During the last 15 years of his life, Wilder Penfield enjoyed a second career as a writer of historical novels and medical biography. It was his firm belief that "rest, with nothing else, results in rust" and he led by example. He wrote several books, including one that he completed in 1974 when he was 83. It was called The Mystery of the Mind and was an account for laymen of his studies of the brain over almost 40 years.
Dr. Penfield also devoted himself to public service, particularly in support of university education. His close friendship with Governor General George Vanier and his wife resulted in the creation of the Vanier Institute of the Family, which Penfield helped found "to promote and guide education in the home - man's first classroom." He also became widely known for promoting early second-language training.

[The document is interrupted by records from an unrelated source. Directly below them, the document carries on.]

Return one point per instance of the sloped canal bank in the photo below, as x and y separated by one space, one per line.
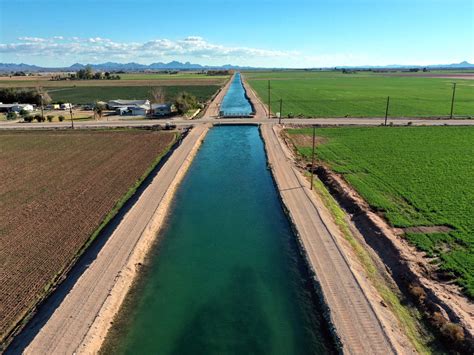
226 275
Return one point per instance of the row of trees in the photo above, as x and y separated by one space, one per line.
183 101
24 96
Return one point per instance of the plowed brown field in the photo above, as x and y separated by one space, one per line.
56 189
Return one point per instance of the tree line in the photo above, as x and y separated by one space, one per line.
24 96
88 74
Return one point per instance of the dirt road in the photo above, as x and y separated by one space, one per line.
355 321
264 120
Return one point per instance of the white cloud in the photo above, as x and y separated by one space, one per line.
102 49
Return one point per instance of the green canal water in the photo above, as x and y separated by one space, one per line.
226 276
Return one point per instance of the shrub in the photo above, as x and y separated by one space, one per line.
418 292
184 102
11 115
453 332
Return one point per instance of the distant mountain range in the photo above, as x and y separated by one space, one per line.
111 66
174 65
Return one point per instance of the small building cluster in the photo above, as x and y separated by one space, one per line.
16 107
139 108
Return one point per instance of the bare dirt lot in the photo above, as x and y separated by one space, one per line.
57 188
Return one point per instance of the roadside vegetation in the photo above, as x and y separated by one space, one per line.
408 317
362 94
66 188
420 178
87 95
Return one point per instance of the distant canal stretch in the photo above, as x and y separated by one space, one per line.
235 102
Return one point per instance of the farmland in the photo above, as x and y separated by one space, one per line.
58 189
364 94
84 95
164 76
420 178
129 79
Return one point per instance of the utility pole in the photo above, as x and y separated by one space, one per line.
269 103
452 101
42 109
312 158
281 105
72 118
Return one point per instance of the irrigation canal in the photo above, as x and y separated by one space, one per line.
226 275
235 102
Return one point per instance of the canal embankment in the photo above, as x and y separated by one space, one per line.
78 318
227 275
236 103
355 320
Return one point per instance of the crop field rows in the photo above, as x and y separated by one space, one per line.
420 178
58 188
333 94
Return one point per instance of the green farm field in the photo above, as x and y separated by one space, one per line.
85 95
164 76
364 94
414 176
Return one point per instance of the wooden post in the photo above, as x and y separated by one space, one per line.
42 109
281 105
72 118
312 158
269 103
452 101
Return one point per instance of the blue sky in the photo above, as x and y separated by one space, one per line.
278 33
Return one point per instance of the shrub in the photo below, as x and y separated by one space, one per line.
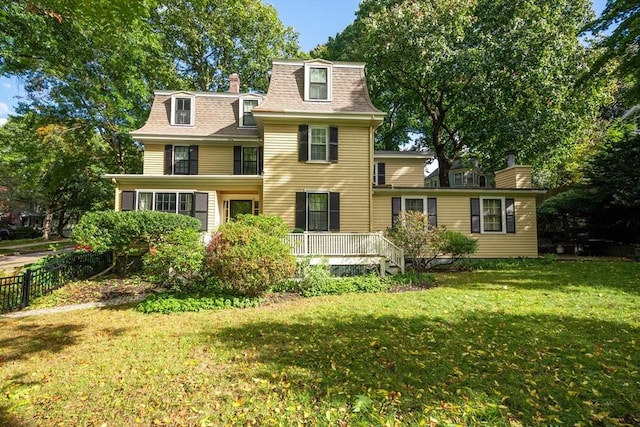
423 243
249 256
128 233
176 261
181 302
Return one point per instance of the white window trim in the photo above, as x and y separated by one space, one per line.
375 173
307 80
327 144
425 203
192 116
328 193
503 215
153 197
241 110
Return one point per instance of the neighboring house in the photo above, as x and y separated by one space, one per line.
304 151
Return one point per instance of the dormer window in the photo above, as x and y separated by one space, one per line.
246 116
317 82
182 110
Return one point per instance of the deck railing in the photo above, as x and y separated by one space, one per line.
345 244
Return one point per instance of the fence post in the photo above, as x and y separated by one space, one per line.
26 288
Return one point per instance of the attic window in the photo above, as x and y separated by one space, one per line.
317 79
246 116
182 110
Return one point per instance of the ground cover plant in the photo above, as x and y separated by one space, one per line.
532 344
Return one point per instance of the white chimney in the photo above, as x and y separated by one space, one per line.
234 83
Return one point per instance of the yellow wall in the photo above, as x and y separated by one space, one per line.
403 172
454 212
351 176
212 159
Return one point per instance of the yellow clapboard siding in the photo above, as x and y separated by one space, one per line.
404 172
285 175
153 159
454 212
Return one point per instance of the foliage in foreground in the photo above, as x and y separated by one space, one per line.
423 243
181 302
546 344
249 256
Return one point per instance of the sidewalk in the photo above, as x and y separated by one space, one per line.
65 308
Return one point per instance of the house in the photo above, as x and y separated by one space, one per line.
462 173
305 151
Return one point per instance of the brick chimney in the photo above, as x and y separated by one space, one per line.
234 83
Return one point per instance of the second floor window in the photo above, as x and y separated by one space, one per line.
317 143
182 111
180 160
247 118
247 160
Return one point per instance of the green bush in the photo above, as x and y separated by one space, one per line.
249 256
181 302
176 261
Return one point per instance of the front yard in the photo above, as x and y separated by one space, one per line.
537 345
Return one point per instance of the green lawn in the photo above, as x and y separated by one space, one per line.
549 344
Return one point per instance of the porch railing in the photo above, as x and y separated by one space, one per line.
345 244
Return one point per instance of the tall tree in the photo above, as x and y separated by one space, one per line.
478 76
207 40
622 45
53 166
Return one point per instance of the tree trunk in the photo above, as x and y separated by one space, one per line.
46 225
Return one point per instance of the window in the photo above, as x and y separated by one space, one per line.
318 143
247 160
190 203
180 160
166 202
318 211
493 215
426 205
246 116
233 208
317 77
182 110
379 173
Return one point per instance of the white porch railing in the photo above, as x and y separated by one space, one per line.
345 244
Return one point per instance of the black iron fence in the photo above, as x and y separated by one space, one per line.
35 281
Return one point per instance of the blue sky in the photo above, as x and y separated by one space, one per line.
314 20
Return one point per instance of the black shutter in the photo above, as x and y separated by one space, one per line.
381 173
510 206
333 144
303 143
201 204
334 211
301 210
128 201
396 206
475 215
168 159
237 160
193 160
432 211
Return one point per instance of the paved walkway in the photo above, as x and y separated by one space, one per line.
74 307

Dr. Wilder Penfield and patient, circa 1945
In 1967, Dr. Penfield was made a Companion of the Order of Canada. In 1994, he was inducted into the Canadian Medical Hall of Fame. Penfield's most lasting legacy was the establishment of the Montreal Neurological Institute. This hospital, together with a brain-research facility, continues to provide a centre for students and physicians to study the brain. It has also served as a model for similar hospitals throughout the world.
To Wilder Penfield, the brain and the nervous system represented the most important unexplored field in the whole of science. "The problem of neurology," he once wrote, "is to understand man himself."
Wilder Penfield died in 1976, revered by the nation he had served for nearly 50 years.